Вычеркнутый из жизни. Северный свет (Кронин) - страница 236

– Это им не удастся.

– Вы так думаете? А что показывает дело? Возможно, эти парни из «Хроники» ведут себя и не очень благородно, но сейчас они на коне. И газета у них не такая уж дрянь. Конечно, с «Северным светом» ее не сравнишь, – поспешил добавить он. – Но она… как бы это сказать… подает события в несколько ином плане. – Он улыбнулся, словно припомнив что-то. – Вчера, например, они поместили одну чертовски любопытную статейку, с душком конечно, но занятную… по поводу той истории о клевете… ну, вы, конечно, слышали про итальянского графа, который занимался контрабандой героина, и его любовницу – их еще застали голыми в ванне.
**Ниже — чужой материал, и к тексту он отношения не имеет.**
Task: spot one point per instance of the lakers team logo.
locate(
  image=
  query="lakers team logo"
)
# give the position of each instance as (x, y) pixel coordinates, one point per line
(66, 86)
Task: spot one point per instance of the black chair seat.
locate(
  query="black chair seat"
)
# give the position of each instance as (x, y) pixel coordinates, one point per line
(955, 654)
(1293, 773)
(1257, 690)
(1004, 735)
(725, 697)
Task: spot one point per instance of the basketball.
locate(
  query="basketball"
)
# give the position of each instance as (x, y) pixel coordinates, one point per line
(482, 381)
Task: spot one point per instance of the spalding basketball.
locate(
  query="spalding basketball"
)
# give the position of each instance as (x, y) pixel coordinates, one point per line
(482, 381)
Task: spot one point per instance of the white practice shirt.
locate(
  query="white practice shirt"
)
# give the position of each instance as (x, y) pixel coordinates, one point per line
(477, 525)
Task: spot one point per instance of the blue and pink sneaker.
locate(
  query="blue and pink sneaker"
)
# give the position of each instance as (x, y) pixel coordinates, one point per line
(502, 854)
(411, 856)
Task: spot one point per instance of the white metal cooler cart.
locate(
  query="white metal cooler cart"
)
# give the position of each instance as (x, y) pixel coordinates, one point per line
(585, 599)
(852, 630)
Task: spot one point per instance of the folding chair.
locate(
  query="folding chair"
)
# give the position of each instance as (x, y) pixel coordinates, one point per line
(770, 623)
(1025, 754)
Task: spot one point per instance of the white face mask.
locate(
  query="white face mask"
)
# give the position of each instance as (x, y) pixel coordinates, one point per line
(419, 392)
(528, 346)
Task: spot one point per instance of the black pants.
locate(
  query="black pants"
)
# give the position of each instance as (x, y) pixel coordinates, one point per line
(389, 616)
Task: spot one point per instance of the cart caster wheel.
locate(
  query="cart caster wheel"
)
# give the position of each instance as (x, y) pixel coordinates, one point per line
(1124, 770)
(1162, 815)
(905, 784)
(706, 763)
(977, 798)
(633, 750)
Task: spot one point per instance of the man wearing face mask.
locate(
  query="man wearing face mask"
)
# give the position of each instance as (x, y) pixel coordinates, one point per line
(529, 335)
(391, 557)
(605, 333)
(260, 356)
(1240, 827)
– Да, – с горечью заметил Пейдж. – Этим они и живут… шантаж… подлоги… и клевета. Как вы не понимаете, ведь журналистика – благородная профессия. На этой ниве подвизались, да и сейчас подвизаются замечательные люди, которые идут в газету по призванию и сознают свой долг перед читателем. А этот Най… Поймите же, ведь просто позор, когда в городе выходит такая газетенка.

– Ну, не надо, не надо так, Генри. Это вы уж слишком. Я только хотел показать, с кем вы имеете дело. В прошлом году в Канне мы с женой видели яхту Сомервилла, она выходила в море, – великолепная штука… – Уэллсби понизил голос и заговорил как человек, который стремится дать добрый совет: – Ведь я ваш друг и сосед, и мне бы не хотелось видеть, как вы сами себе перережете горло. Почему бы вам не выйти из борьбы, пока не поздно? Будьте благоразумны. Выпутывайтесь, еще есть время. Если хотите, я попробую повлиять на них, чтобы вы получили ту же цену, которую они предлагали вам сначала.

Генри понимал: Уэллсби хочет помочь ему и говорит так, потому что убежден в своей правоте. Но никакая логика не могла поколебать Генри: доводы разума на него просто не действовали.

– Нет. Мое решение неизменно.

Уэллсби вынул изо рта сигару и указательным пальцем принялся подправлять влажный лист табака; при этом он то и дело поглядывал на Пейджа, словно проверяя свое мнение об этом человеке, и, судя по выражению его лица, видимо, изменил его к лучшему. Неужели Уэллсби смягчился? Тревога, сомнения, неуверенность, унижения – все, что пришлось пережить Генри за последнее время, слилось вдруг воедино и достигло такого накала, что он не мог произнести ни слова. Едва осмеливаясь дышать, он ждал ответа. Наконец Уэллсби сказал:

– Я всегда считал вас умным человеком, Генри, хотя, извините меня, немножко тряпкой. Сейчас я вижу, что вы круглый идиот, но у вас, по крайней мере, есть характер. Позвольте мне сказать даже, только между нами, конечно: я восхищаюсь вами.